While F1 chiefs were confident about security at the venue after briefing from Saudi authorities, drivers were more uneasy about the situation and held a four-hour meeting on Friday night to discuss a potential boycott.
In the end, following talks with team principals, Saudi representatives and senior F1 figures, the drivers agreed that it would be better if they committed to competing.
But while the decisions made in Jeddah were focused only on getting through the race weekend, talks are set to take imminently about whether or not F1 should return.
While some within the paddock are comfortable having Saudi Arabia on the calendar, others have more concerns about the security situation and the negativity that has surrounded the sport over recent days.

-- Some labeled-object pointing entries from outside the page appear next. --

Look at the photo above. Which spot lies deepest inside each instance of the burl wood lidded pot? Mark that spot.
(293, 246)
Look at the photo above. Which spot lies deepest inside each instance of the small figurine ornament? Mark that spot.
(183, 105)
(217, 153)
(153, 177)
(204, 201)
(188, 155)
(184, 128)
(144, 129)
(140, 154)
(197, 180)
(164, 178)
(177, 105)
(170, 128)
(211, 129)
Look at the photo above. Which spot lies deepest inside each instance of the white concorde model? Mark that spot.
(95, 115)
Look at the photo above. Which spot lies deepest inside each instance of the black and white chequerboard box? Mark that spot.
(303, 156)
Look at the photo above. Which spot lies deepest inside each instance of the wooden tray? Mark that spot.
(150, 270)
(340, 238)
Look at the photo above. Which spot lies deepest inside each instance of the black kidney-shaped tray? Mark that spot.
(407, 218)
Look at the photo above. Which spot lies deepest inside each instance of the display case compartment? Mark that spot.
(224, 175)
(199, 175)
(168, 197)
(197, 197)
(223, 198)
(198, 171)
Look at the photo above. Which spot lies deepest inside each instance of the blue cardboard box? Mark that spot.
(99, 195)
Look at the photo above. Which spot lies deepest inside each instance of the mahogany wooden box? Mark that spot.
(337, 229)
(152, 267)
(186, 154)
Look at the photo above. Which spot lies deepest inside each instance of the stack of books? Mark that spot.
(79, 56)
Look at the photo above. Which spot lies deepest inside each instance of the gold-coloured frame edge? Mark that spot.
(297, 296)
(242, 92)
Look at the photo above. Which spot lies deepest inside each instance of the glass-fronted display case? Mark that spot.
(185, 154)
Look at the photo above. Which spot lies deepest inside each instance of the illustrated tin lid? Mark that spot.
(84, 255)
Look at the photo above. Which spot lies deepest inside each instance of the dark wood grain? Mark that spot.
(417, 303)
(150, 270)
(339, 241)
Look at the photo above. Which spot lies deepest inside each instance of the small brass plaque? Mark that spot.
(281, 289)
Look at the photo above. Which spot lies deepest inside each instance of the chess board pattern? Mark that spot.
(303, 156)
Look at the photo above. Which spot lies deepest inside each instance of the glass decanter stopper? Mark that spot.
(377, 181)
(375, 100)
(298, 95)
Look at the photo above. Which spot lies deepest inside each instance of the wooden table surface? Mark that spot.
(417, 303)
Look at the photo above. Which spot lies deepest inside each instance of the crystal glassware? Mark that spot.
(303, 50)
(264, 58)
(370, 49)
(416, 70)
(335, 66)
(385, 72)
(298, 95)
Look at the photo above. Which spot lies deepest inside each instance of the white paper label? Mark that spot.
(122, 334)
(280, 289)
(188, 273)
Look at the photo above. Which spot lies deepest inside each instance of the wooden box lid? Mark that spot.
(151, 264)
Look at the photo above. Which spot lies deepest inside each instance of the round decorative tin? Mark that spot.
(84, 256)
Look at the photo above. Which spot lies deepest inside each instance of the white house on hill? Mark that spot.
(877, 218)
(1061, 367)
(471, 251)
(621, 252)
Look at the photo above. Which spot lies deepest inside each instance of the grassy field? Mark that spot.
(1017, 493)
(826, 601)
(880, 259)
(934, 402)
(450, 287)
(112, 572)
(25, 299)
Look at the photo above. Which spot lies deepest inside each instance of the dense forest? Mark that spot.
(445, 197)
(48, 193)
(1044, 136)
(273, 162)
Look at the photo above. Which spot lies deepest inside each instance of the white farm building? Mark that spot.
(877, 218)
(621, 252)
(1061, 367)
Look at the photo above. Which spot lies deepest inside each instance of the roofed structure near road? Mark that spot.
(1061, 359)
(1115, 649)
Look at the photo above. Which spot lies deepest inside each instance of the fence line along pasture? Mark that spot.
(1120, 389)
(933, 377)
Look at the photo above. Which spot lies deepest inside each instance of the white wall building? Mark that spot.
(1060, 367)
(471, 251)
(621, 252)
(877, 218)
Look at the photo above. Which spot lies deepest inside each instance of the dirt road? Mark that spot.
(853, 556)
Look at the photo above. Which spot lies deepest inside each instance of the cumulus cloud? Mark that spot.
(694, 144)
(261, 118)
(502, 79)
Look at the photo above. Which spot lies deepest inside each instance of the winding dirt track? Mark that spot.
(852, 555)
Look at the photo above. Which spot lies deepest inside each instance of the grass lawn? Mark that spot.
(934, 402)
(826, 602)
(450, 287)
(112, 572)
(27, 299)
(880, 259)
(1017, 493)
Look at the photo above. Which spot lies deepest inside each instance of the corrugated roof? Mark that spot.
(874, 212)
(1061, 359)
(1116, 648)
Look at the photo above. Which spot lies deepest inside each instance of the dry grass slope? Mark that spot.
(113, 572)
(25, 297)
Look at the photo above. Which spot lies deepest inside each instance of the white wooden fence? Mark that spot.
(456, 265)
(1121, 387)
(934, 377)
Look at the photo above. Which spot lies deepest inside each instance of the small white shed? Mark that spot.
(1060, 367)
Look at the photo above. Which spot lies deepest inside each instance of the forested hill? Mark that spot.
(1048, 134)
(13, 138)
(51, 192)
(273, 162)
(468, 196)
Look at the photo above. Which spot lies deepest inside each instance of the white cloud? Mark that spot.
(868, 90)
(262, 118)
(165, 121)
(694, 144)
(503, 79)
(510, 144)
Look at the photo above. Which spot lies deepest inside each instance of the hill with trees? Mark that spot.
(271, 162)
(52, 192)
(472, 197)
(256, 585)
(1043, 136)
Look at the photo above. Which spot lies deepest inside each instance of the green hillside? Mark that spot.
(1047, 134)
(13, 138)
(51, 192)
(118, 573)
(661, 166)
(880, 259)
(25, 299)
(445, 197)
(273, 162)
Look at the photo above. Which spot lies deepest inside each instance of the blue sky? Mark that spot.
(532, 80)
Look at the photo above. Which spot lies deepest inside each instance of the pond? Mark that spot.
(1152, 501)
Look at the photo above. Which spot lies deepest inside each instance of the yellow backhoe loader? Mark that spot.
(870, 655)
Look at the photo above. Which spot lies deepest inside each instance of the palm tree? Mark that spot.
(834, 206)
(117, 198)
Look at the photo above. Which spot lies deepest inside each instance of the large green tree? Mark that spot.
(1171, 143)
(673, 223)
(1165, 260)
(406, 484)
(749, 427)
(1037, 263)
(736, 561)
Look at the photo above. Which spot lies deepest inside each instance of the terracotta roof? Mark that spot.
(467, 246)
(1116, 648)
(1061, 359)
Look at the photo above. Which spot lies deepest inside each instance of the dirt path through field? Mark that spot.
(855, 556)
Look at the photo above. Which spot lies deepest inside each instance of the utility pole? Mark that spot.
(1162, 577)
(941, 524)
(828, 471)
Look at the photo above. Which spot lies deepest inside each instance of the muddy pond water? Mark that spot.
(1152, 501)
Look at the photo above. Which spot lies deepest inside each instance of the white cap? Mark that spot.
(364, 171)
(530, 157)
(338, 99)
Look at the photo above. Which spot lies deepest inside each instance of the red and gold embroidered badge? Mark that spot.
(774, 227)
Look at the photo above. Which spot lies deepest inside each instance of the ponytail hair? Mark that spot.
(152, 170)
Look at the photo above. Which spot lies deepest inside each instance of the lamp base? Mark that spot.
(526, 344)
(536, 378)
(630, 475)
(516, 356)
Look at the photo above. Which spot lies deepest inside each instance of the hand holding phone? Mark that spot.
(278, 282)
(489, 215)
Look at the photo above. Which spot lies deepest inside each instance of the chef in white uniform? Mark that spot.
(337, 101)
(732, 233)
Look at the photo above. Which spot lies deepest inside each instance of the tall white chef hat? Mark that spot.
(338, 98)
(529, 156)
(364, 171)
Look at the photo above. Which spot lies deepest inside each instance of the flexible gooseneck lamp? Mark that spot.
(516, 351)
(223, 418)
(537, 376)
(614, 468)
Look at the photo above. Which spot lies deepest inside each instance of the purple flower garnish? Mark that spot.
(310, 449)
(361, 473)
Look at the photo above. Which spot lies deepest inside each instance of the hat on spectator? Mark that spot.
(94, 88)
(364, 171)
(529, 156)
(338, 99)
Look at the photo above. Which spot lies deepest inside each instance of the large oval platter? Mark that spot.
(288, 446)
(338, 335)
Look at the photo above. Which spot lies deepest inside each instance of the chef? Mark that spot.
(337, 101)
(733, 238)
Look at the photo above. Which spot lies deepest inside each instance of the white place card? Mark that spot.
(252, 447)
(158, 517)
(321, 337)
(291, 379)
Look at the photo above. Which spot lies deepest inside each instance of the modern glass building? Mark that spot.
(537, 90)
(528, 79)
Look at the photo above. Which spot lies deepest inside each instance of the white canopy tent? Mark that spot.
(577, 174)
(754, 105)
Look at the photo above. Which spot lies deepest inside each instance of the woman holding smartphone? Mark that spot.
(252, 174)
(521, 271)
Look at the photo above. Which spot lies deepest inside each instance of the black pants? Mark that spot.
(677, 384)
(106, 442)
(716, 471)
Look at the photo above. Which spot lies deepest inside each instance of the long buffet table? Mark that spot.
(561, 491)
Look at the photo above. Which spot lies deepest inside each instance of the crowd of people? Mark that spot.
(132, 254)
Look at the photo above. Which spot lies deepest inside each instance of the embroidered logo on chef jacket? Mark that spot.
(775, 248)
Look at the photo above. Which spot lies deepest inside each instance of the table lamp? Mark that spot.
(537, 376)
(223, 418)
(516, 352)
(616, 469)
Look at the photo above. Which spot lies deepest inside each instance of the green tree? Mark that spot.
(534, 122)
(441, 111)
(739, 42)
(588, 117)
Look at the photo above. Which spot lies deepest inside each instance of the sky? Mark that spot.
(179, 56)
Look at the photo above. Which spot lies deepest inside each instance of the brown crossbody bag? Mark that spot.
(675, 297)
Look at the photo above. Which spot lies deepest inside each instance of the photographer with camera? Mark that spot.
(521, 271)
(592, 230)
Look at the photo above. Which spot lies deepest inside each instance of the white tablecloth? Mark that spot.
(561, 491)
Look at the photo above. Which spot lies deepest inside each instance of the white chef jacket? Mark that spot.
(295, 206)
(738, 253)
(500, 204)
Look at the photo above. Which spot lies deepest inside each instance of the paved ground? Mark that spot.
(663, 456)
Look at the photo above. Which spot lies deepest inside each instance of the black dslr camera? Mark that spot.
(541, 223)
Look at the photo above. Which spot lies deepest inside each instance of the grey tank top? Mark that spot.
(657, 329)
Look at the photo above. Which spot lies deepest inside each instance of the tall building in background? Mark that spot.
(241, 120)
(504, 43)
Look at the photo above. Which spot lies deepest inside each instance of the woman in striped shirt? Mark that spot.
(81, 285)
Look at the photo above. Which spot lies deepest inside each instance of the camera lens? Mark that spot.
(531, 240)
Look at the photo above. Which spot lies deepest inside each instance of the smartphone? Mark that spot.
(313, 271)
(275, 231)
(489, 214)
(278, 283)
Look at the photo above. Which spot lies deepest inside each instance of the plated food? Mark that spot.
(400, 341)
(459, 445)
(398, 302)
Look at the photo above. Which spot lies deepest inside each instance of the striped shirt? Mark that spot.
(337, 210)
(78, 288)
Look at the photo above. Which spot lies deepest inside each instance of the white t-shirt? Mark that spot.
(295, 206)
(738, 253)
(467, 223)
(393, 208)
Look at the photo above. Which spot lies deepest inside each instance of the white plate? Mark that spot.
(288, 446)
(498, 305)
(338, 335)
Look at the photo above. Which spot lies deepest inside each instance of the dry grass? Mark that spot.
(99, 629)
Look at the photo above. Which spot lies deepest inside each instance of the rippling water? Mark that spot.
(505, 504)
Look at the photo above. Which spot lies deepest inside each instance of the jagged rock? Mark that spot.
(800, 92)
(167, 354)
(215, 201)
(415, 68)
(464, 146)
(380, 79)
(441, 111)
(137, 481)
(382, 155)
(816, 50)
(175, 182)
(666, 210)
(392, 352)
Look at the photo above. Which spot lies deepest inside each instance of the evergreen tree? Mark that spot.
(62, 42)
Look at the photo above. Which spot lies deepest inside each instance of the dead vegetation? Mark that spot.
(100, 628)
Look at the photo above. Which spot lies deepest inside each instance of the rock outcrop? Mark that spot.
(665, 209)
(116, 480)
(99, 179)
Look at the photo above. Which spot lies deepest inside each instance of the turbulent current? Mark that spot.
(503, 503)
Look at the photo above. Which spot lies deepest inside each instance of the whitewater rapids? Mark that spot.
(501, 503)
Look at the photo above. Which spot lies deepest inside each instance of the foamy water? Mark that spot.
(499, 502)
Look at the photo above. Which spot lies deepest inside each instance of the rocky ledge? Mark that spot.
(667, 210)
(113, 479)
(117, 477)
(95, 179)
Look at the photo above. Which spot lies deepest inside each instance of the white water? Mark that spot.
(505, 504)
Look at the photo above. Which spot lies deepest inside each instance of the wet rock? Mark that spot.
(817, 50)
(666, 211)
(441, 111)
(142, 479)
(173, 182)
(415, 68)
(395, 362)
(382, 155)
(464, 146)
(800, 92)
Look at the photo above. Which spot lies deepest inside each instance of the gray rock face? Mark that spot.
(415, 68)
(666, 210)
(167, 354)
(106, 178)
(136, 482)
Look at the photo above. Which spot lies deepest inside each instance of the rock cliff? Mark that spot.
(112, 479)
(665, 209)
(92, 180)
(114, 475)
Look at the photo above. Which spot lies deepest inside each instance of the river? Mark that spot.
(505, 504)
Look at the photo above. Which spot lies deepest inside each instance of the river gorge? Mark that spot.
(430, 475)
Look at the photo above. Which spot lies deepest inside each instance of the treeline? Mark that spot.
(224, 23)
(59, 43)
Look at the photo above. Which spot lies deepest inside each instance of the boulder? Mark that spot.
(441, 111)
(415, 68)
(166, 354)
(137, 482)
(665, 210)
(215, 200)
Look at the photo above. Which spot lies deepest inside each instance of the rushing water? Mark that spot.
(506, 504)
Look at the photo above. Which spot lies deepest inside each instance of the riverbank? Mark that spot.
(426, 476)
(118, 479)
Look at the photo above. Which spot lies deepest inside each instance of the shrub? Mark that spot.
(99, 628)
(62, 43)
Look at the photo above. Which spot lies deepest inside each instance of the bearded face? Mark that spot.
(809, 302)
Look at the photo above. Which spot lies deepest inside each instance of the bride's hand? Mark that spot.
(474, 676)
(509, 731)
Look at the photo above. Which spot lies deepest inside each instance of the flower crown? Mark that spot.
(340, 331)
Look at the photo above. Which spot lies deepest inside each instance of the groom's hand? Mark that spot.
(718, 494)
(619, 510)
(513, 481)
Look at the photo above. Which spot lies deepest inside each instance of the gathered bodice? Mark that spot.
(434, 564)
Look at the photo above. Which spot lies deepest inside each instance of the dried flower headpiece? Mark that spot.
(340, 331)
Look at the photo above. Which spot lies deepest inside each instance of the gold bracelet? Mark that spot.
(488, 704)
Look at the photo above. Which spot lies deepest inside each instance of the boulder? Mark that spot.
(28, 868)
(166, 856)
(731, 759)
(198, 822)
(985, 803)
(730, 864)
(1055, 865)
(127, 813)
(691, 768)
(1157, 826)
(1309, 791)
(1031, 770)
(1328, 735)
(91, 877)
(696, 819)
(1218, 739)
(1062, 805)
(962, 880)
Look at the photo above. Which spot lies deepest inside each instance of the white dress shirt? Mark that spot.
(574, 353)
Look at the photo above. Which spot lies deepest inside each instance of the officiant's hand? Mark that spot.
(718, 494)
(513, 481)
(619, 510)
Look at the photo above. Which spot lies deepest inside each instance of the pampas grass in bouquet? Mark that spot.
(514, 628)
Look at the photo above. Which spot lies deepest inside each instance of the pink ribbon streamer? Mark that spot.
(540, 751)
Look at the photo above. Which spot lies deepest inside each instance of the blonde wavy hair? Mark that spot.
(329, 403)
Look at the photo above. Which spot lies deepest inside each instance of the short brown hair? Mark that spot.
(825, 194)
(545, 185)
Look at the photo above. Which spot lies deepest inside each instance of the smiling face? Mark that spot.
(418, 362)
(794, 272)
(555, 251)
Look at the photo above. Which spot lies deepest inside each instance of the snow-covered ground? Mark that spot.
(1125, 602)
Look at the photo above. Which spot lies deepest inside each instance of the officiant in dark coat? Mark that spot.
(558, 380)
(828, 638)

Domenicali is well aware that Saudi’s presence on the schedule it not without some controversy, but thinks it is wrong to suggest that there are big question marks over its future.
Speaking to Sky, Domenicali said: “I think that it’s not a matter of question mark. It is a matter of understanding the situation.
“We are not blind, but we don’t have to forget one thing: that this country, also through F1 and the sport on which we believe, is doing a massive step forward.
“You cannot pretend to change a culture that is more than a millennium in a blink of an eye. The resources they’re putting in place to move forward you can see here.
FIA president Mohammed bin Sulayem and F1 CEO Stefano Domenicali addressing the media in the wake of a missile strike near the Jeddah track
Photo by: Carl Bingham / Motorsport Images
“Don’t forget, a couple of years ago, women couldn’t drive, and they’re here on the grid, cheering the kids. They’re partying, they’re seeing the sport, they are changing a lot of laws in order to make sure that this is happening. We don’t have to not consider that.
“Of course, there are tensions inside, there are things that have to be improved. We don’t want to be political on that.
“But I do believe that we are playing a very important role in the modernisation of this country. We are focused, of course, on making sure that these are the centre of our agenda.”
While some have suggested F1 has been hypocritical in cancelling the Russian Grand Prix because of its war with Ukraine, but pushing on with Saudi Arabia despite its conflict in Yemen, Domenicali sees things differently.
“It is a matter of definition, is a terrorist attack a war?” he explained.
“We are talking about sport, we are of course in contact with all the authorities and with all the embassies, with all the right governing bodies.
“And of course, we will follow that and we will never be in a situation that can jeopardise the safety of our people.”